If you need style that’s quick and fits with your lifestyle, see a wardrobe consultant. They’re free at department stores. Get a copy of More Magazine. As for the hair, take in a picture of what you want and tell that 12-year-old styling your hair you don’t want that old lady helmet do.
You’re a grown up! Assert yourself. I’m 45 and I am not cowed by the youngsters or what they think. I’m NOT old. And I refuse to be treated as if I am some doddering ancient person and demand my respect. You should do the same.
I’m 70 years young and I like and do dress as I see fit for my body.. I receive many compliments on how I look and dress from women and men.. They all say I don’t look nor act 70 (except my daughter who says she’ll be glad to reach my age and just put on a mumu) (she is a beautiful woman and does not look her aeg either) (she also says I should act my age and that I am a grandmother, which I am a grandmother). Yea! I guess I’m doing the right thing for me>
I turned 60 last October up until then i felt pretty good about myself i have long thick hair that i color almost every three weeks to hide the white not gray white its a thing that was in all of my family . Now i just feel old hum i wear jeans and tee shirts flip flops or tennis shoes i hate to dress up and when i do its pants like cargo with the pockets on the leg love cool shoes and belts but now i feel like an old hippie which i was and still am to a fact my partner is 55 and he never says any thing about how i dress he says he loves me and thats all that matters well why am i feeling old all of a sudden why when i look in the mirror i hate what i see sure would love to know what to do…
I sure wish I had answers for you, Charlene, but I just have more angst-ridden questions. Is it your clothes you hate, your body, or both? If you lost some weight or did a little body reshaping (via an abs class or some posture realignment), would that help? What if you spent some money on clothes? I have to say, I just dropped about 20 lbs via a patchwork of diet plans and exercise (Best: 17 Day Diet), and while I’m far from thin, I’m thinner enough (size 12 and sometimes even 10 vs. bursting out of the 14s) that I feel much better and have new enthusiasm for buying clothes and dressing nicely. So…..that worked for me. It helps your whole spirit when you like what you see in the mirror.
mmmmm, I am happy to find out there are more of us real women out there who are NOT afraid to say; ” oh, yeah, we still got it going on” just cuz we are a chronlogical number doesn t mean we are not still “entitled” to enjoy life to the fullest meaning being sexy and all that.
I am never going to wear old lady clothes or cut my hair off, it s shoulder length and I shake all over. I do not have the body of a young girl but I am pretty much that same “girl” as I once was and that s how I m going to act like me.

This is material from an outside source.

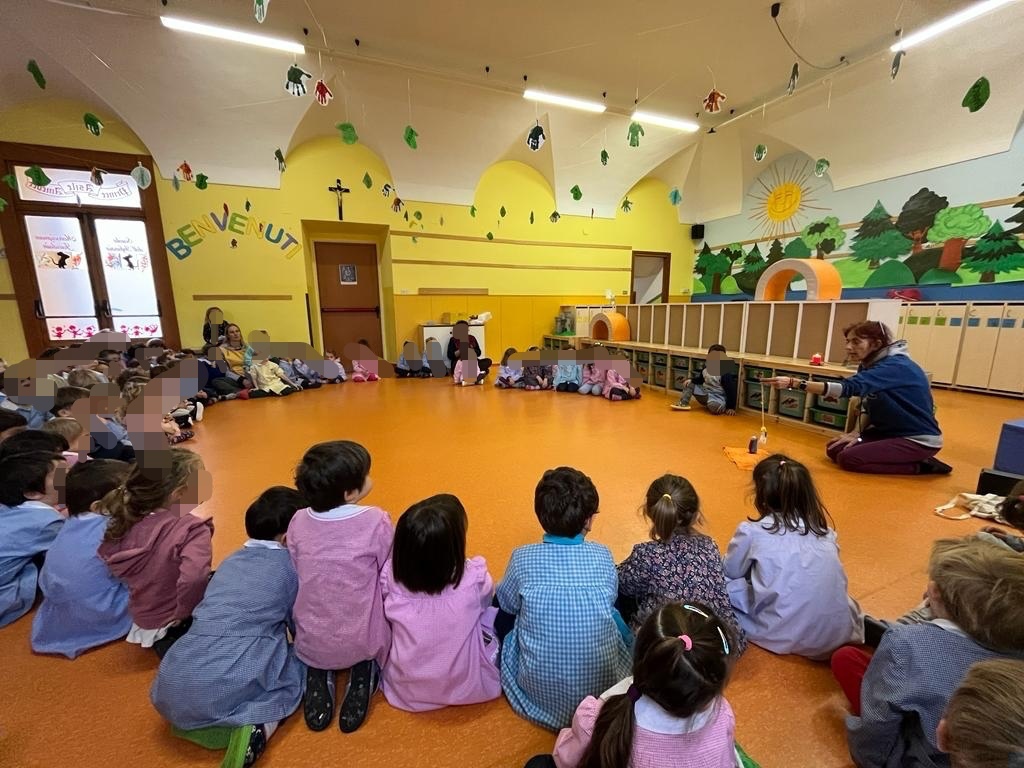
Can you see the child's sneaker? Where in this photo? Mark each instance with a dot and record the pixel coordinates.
(364, 679)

oh, I have several pairs of thongs and don t care if they show when I bend down or not!! ha ha
I have no idea why a woman would reach her forties and suddenly feel like she has to hide.It’s like through these styles a woman is willing herself to disappear into the background and be used by family as the caregiver, the baker, the chauffeur, whatever. In descript, a nobody, a bit player. I read about this. I also read at the same time that women of this age feel invisible and they don’t like that feeling.
Apparently this is what society wants of women who are no longer young, for you to disappear. If you try to be visible in any way as a person, whether its not dressing in shroud wear, getting a young partner, continuing to make pop music and slink around in body hugging costumes (that one’s for you Madonna) whatever it is you are ridiculed. If you look like a hot mess, ridicule; if you try to correct that, ridicule. How dare you try and compete with your daughter! That’s a favorite of mine. You can’t compete, why bother trying to look nice? There’s no way you’re sexual, you look too wrinkled and gross! Ewwww….LOL.
What’s shocking is these attitudes toward women start as soon as 35 years of age. Thirty-five! And once you’re 40, forget about it. To younger folks, 30-something included, you might as well be an alien. Anyway, my two cents. Make of my ramblings what you will.